Philip takes up the story: “Traditionally, hotels are run on a departmental basis and, if I’m OK, I’m not really worried whether you are or not. We wanted to create an atmosphere of collective responsibility. We were looking at ways of creating a forum for thinking that wasn’t conditioned or stereotyped, particularly in a competitive market where we had to look at operating in different ways to our competitors.”

For Sinead, it didn’t stop there: “From a customer’s perspective, we felt that the only way to build a better experience for the customer was to make everyone responsible for the customer experience whilst they were in the hotel.”

As Annette puts it, the three set out to design a day that would offer an experience to the team that would be, “more than a manual simply telling people what to do and how to do it.” Instead, they designed a series of dramatic experiences aimed at inviting the team to step out of their own shoes and into those of their colleagues and customers.

Treading The Boards

First, they decided to hold the training day in the local Hawkswell Theatre. The staff traveled from the hotel, somewhat wary that they were to be subjected to the mix of team-building games and wooden role-play exercises that make up much of a traditional training day. The plainly theatrical space suggested that this day would be a little different; or perhaps a lot different. What followed was a range of scripted and improvised pieces, some involving the team as audience, some as critics and some as players, all of them aimed at breaking down the barriers that stop us stepping into the space.

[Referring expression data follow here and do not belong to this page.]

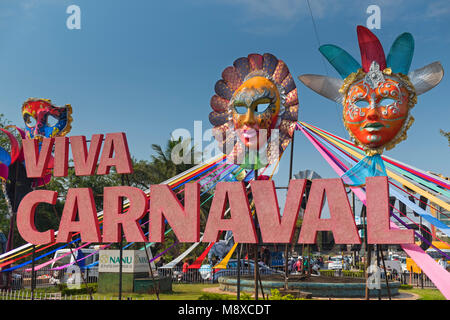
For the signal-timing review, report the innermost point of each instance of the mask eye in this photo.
(29, 121)
(361, 104)
(262, 107)
(386, 102)
(51, 121)
(240, 109)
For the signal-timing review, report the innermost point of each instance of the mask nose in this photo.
(373, 114)
(250, 117)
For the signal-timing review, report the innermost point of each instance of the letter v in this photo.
(275, 229)
(36, 162)
(85, 164)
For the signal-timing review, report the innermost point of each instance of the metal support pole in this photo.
(156, 287)
(121, 249)
(238, 290)
(387, 282)
(256, 269)
(378, 265)
(286, 250)
(33, 273)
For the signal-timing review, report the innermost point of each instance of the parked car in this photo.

Philip has his own take on why this works as well as it does: “Theatre-based training is different. All of the senses are used, including the sense of space. Normal training allows you to keep the barriers up. This training breaks down the barriers and takes the blinkers off.”

Sinead believes it goes even further: “With drama, everybody is equal. Management can sometimes become a paper trail and when you bring drama to it, you can involve the team much more easily than standing up and reading out of a book.”

Annette finds that it is also about the way in which issues are experienced and lessons learned. She suggests that, “Because it’s more light-hearted, it gets people out of themselves in a way that traditional training often doesn’t. It’s not light and frothy but it is fun. They feel better about themselves. When they see an episode played out and acknowledge what isn’t working and how it might be improved, they recognise their own part in similar episodes without experiencing it as a heavy-handed reprimand.”

She describes the atmosphere as having ‘an element of reminiscing’ that makes the lesson more memorable and allows participants to refer back to it afterwards as something experienced together rather than heard from the mouth of a remote speaker or read from lecture notes.

Dramatic Impact

And what is the lasting effect of such training? Philip and Sinead list a whole range. High on the list is the improved levels of communication: “people from other departments are now talking with one another and working together in a way that they hadn’t before.”

This has had a direct impact on the customer experience: “Previously, a guest with an enquiry would often be sent to another department, whereas now the staff-member takes direct responsibility to find a solution and make it happen. There’s less tension too between the departments and, of course, the guest picks up on it.”

Philip believes this is only natural: “We will only treat our customer with respect if we treat each other with respect. It’s not a question of just going through the motions.”

They were also surprised at how individual members of the team stepped into their roles, both on the day and afterwards: “Some people, who we hadn’t expected to do well, really shone. We saw an apparent introvert grow more confident and extrovert, whilst others who we thought would take it in their stride didn’t make the step up.” They described how it made it much clearer to everyone what was required to play their role in the business and who was up for it (and who wasn’t).

Noises Off

It is perhaps surprising that an approach, which invites us to enter a world of make-believe, has the effect of somehow making the world in we operate more real. But not only does it make it more real, it also makes it more memorable and ensures that what we learn there stays with us and enables us to step with greater confidence into the vital space that lies between us and our customers.